Le grand public est généralement plus émotif que les institutionnels et il est donc encore plus intéressant d'enregistrer ses sautes d'humeur. Bien sûr, les partisans de l'école du sentiment estiment que le marché boursier a le droit de monter jusqu'à ce que le taux optimiste atteigne au moins 62 % de son précédent record. Nous verrons. Cependant, on a l'impression, en ce qui concerne les investisseurs individuels, qu'il y a eu un de ces changements d'attitude qui se produisent une ou deux fois par siècle. Celui qui a été brûlé en 1929 n'a plus acheté d'actions pour le reste de sa vie, pas même aux États-Unis, le foyer de la propriété de masse. Quiconque était endetté au Japon dans les années 2000, qu'il s'agisse d'une entreprise ou d'un particulier, n'a jamais demandé à emprunter un yen après avoir remboursé la dette. Il y a des traumatismes qui restent profondément gravés à l'intérieur et qui ne sont jamais résolus. Beaucoup ont réussi à traverser le krach du Nasdaq en XNUMX, mais la répétition du choc huit ans plus tard, à grande échelle et sans échappatoire à aucun secteur boursier, a convaincu une génération de rester à l'écart de la bourse ou, au mieux, de déléguer à un gestionnaire le stress de la volatilité et de la performance. Ceci est confirmé par les données sur les flux vers les fonds d'actions.

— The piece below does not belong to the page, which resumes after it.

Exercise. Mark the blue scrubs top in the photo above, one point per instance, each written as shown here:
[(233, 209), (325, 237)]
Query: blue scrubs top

De 2009 à début 2013, années où le cours de l'action a doublé, il n'y a eu en réalité que des rachats. Il a fallu la forte hausse de l'année dernière pour que le public remette quelque chose en bourse. Il y eut de gros titres dans les journaux, mais le phénomène fut de courte durée. Les dernières données disponibles, relatives au mois de mai de cette année, enregistrent même une sortie nette. Si les particuliers profitent des hausses pour vendre et que les investisseurs institutionnels restent plus ou moins convaincus du marché pour produire de l'alpha, qui tire les bourses à la hausse ? Ce sont les entreprises qui achètent leurs propres actions. La conclusion à tirer est qu'attendre l'arrivée massive d'investisseurs individuels et attendre, pour vendre, que le voisin, l'entraîneur personnel et la tante âgée se mettent à vanter leurs succès boursiers et à s'échanger des pourboires dans l'ascenseur risque d'être un exercice futile. S'ils n'ont pas atteint une bourse triplée, nous devrons peut-être attendre leurs enfants. Étant donné que les sociétés continueront à acheter des actions propres dans les deux-trois prochaines années (de nombreux programmes de rachat ont une durée pluriannuelle et ont déjà été approuvés par les conseils d'administration), la seule personne qui pourra éventuellement changer le cours (haussier) des choses, ce sont les gestionnaires institutionnels.

Ces gérants qui, ces heures-ci, se sont fait dire par Yellen que la Fed n'augmenterait pas les taux juste pour stopper les marchés et qu'ils recourraient plutôt à des mesures macroprudentielles pour freiner leurs ardeurs (réglementations plus strictes, obligation de marges initiales accrues détenir une certaine quantité de liquidités). Entendant encore une fois que la Fed n'augmentera pas les taux (sauf pour des raisons macro non encore présentes pour le moment) et voyant qu'aucune mesure macro-prudentielle n'est réellement prise, qu'est-ce qu'un gestionnaire peut en conclure, sinon que la Fed est toujours souriant à ceux qui achètent des actions ? C'est pourquoi plus personne, sinon quelques particuliers, n'est plus vendeur net. C'est pourquoi les managers restent investis sans faire preuve de chaleur ou d'émotion. C'est pourquoi les marchés boursiers continuent de monter au rythme lent et monotone des achats d'actions par les trésoriers des sociétés cotées en bourse. C'est un nouveau monde là-bas.